故郷の古民家 価値を後世に

谷口さん、米原市大久保で3軒をリノベーション

 伊吹山の麓、米原市大久保の集落に古民家を改修した宿泊施設など3軒がオープンした。「価値がない」として古民家が解体されている現状を憂えた同所出身で東京在住の谷口諒さん(32)が、コロナ禍を機に注目されているマイクロツーリズムやワーケーションの受け皿にしようとリノベーション。「古民家の価値を後世に伝えるとともに、田舎を元気にしたい」と故郷を見つめている。

 宿泊施設は広々とした土間が魅力の「けいた」、集落の高台にあり山麓の景色を満喫できる「大門坂荘」の2軒。いずれも築約120年、平屋建て約120平方㍍。古民家の構造、残された家具、道具をなるべく生かした内装となっている。いずれも一棟貸しで、けいたは最大8人、大門坂荘は9人で利用できる。また、築約90年の「うたきち」はカフェやギャラリーなどとして活用する方針で、正式オープンはまだ先になるという。

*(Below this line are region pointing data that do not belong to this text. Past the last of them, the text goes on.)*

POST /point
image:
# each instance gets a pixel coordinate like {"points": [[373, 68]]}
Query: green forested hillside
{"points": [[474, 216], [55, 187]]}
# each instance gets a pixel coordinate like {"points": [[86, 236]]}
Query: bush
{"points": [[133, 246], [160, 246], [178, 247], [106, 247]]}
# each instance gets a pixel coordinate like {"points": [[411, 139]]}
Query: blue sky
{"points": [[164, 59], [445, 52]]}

 谷口さんが故郷の古民家に注目したのは新型コロナウイルス感染拡大に伴う移動制限がきっかけ。自然散策などを近場で楽しむマイクロツーリズムの需用の高まりを感じたが、その受け皿となる宿泊施設が田舎に少ないことに着目した。

 「何もない田舎を早く出たかった」と高校卒業後に故郷を離れたものの、今は「山や川があり、冬は雪もある。素敵なところです」と故郷の魅力を実感している。ただ、空き家が増え続け解体される現状に「価値のあるものが捨てられるのは悲しい。きれいにして後世に伝えたい」と、同所でそば店「久次郎」を営む父・隆一さん(66)に空き家となっている集落内の古民家を探してもらい、改修した。

 「古民家のリノベーションのニーズは多いが、やり方が分からなくて踏み切れない人がいる。ここに宿泊し、自分たちにも古民家を改修できるのでは、と思ってもらえれば」。宿泊を通して古民家をリノベーションする仲間が増え、田舎に残る伝統的家屋が後世に継承されることを願っている。